Elevated Levels of Oxygen Gave Rise to North American Dinosaurs, Scientists Say

Friday, August 23, 2019

Chindesaurus bryansmalli by atrox1

A team of researchers from Rensselaer Polytechnic Institute and the University of Texas Austin has used a new technique to analyze tiny amounts of gas trapped inside 215-million-year-old rocks from the Colorado Plateau and the Newark Basin. Their results show that oxygen levels in these rocks leapt by nearly a third in just a couple of million years, possibly setting the scene for a dinosaur expansion into the tropics of North America and elsewhere.

“We tested rocks from the Colorado Plateau and the Newark Basin that formed at the same time about 621 miles (1,000 km) apart on the supercontinent of Pangea,” said Rensselaer Polytechnic Institute’s Professor Morgan Schaller, lead author of the study.

“Our results show that over a period of around 3 million years, the oxygen levels in the atmosphere jumped from around 15% to around 19%. For comparison, there is 21% oxygen in today’s atmosphere.”

“We really don’t know what might have caused this increase, but we also see a drop in carbon dioxide levels at that time.”

“We expect that this change in oxygen concentration would have been global change, and in fact we found the change in samples which were 621 miles apart,” he said.

“What is remarkable is that right at the oxygen peak we see the first dinosaurs appearing in the North American tropics, Chindesaurus.”

“The sauropods followed soon afterwards.
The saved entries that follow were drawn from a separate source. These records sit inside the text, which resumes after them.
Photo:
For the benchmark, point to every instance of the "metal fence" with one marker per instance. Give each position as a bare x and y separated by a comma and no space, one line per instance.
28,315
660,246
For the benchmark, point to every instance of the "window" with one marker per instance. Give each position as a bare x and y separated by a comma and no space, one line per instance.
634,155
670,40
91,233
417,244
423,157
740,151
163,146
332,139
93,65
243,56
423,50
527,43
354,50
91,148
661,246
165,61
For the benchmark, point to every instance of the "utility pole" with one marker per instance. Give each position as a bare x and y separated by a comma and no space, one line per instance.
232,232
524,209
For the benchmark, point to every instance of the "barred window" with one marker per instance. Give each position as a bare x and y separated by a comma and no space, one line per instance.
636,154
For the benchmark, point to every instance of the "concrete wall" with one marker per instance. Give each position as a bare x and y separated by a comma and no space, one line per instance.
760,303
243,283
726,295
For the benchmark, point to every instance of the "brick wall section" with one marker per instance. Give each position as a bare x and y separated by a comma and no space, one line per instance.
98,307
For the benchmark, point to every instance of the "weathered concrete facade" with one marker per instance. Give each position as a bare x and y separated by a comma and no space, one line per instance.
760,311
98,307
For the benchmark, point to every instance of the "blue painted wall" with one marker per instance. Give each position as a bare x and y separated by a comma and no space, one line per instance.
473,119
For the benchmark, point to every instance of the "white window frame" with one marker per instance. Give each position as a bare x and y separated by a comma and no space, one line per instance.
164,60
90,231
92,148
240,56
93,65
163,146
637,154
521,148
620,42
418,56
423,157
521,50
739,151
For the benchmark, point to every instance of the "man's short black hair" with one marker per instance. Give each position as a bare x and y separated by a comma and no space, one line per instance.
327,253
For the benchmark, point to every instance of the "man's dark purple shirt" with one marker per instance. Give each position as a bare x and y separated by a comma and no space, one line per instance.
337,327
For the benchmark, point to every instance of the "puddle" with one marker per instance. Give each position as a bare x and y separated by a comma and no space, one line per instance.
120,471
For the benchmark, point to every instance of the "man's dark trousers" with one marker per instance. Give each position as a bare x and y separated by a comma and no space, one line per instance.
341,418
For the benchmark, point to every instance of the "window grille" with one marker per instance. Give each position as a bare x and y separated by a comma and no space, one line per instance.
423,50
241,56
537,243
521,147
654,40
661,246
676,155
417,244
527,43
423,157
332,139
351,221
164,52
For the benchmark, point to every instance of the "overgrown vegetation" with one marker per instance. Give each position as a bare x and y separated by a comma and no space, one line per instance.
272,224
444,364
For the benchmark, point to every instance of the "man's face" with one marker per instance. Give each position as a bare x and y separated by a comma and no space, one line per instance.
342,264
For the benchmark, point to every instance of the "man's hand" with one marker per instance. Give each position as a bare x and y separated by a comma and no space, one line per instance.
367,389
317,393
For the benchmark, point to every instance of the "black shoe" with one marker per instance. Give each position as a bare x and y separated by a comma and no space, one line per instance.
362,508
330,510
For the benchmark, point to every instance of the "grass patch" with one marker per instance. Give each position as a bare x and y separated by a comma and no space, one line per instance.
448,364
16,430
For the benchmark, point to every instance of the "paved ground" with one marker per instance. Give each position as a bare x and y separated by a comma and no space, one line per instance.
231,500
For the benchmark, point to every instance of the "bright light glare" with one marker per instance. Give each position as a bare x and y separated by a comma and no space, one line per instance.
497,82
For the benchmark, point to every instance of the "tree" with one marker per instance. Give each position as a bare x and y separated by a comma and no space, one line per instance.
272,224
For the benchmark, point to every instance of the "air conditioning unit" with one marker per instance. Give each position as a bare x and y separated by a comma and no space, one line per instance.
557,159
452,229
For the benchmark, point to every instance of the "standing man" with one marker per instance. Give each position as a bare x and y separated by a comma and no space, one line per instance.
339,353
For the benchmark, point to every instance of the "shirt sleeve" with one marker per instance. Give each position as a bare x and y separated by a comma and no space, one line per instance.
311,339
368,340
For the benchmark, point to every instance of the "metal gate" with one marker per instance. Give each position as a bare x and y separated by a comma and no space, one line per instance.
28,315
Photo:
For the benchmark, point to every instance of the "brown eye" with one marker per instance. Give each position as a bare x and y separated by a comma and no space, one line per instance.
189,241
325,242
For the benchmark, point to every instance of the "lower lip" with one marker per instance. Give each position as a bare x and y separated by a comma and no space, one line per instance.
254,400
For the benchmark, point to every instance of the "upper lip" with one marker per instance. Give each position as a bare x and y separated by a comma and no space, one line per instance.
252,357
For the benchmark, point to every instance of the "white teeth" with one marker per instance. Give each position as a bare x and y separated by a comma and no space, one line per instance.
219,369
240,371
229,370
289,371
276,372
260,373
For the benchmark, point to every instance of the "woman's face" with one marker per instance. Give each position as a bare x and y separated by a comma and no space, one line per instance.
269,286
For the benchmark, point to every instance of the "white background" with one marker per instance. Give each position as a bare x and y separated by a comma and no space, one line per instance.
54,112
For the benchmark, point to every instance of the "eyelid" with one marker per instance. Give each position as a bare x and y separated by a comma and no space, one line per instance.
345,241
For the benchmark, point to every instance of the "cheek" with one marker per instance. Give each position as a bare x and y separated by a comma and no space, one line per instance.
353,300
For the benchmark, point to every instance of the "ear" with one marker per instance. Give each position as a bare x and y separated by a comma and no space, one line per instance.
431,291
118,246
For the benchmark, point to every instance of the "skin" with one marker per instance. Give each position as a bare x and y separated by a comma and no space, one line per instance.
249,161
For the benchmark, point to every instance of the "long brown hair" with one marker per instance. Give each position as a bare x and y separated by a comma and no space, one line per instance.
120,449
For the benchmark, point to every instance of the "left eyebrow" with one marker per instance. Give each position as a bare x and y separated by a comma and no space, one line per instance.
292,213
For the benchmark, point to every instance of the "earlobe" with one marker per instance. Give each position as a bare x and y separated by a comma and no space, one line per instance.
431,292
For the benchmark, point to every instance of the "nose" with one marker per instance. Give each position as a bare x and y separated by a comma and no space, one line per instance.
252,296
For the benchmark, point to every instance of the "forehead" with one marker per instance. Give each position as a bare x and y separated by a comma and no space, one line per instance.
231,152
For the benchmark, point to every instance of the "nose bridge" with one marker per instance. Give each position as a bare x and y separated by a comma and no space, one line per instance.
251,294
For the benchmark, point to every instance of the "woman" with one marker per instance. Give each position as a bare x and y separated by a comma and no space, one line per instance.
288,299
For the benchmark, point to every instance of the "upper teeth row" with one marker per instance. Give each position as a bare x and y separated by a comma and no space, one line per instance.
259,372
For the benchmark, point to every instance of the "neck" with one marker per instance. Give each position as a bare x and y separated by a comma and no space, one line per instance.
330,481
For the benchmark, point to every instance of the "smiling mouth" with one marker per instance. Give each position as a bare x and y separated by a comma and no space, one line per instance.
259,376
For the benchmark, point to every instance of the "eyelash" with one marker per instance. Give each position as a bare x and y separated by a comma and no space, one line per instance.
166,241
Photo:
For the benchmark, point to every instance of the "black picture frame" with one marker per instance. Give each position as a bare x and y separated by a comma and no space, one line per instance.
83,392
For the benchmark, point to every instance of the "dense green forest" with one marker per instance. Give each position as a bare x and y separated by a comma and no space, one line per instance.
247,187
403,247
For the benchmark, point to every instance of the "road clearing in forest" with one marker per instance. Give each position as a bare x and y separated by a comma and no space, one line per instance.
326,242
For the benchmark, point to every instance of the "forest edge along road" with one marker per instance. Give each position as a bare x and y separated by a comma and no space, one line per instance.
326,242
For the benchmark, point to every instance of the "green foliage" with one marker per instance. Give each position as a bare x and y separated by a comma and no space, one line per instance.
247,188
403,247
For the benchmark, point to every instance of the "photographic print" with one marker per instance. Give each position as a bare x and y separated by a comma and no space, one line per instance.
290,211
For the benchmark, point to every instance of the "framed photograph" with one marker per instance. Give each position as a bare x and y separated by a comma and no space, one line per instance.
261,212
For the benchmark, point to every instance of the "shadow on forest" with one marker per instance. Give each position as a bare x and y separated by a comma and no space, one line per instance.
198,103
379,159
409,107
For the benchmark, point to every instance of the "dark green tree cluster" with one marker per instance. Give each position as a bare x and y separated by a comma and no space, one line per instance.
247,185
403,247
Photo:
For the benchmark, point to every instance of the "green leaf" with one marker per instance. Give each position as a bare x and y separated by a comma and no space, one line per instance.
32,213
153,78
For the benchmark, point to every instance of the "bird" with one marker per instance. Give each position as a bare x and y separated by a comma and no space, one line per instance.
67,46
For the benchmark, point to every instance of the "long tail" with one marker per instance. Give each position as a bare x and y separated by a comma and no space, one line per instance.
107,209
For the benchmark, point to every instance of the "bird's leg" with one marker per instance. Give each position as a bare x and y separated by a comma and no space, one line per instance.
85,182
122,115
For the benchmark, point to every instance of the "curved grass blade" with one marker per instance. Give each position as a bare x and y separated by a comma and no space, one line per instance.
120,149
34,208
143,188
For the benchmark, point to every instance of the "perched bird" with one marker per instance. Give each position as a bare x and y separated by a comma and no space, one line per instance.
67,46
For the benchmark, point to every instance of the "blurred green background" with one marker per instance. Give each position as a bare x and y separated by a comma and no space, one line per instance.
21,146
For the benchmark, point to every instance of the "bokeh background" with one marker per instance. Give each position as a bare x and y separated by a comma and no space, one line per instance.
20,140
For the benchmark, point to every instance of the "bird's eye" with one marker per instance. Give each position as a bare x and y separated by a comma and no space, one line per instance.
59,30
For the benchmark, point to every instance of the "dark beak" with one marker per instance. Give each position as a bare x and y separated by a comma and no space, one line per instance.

Again, we can’t yet say if this was a global development, and the dinosaurs don’t rise to ecological dominance in the tropics until after the End-Triassic extinction.”

“What we can say is that this shows that the changing environment 215 million years ago was right for their evolutionary diversification, but of course oxygen levels may not have been the only factor.”

Chindesaurus was an upright carnivorous dinosaur, around 6.6 feet (2 m) long and nearly 3.3 feet (1 m) high. Found extensively in North America, with origins in the North American tropics, it was a characteristic Late Triassic dinosaur of the American Southwest.

“The first dinosaurs were quite small, but higher oxygen levels in the atmosphere are often associated with a trend to larger size,” said University of Bristol’s Professor Mike Benton, who was not involved in this research.

“This new result is interesting as the timing of oxygen rise and dinosaur appearance is good, although dinosaurs had become abundant in South America rather earlier, about 232 million years ago.”

Professor Schaller and colleagues presented their findings at the 2019 Goldschmidt Conference in Barcelona, Spain.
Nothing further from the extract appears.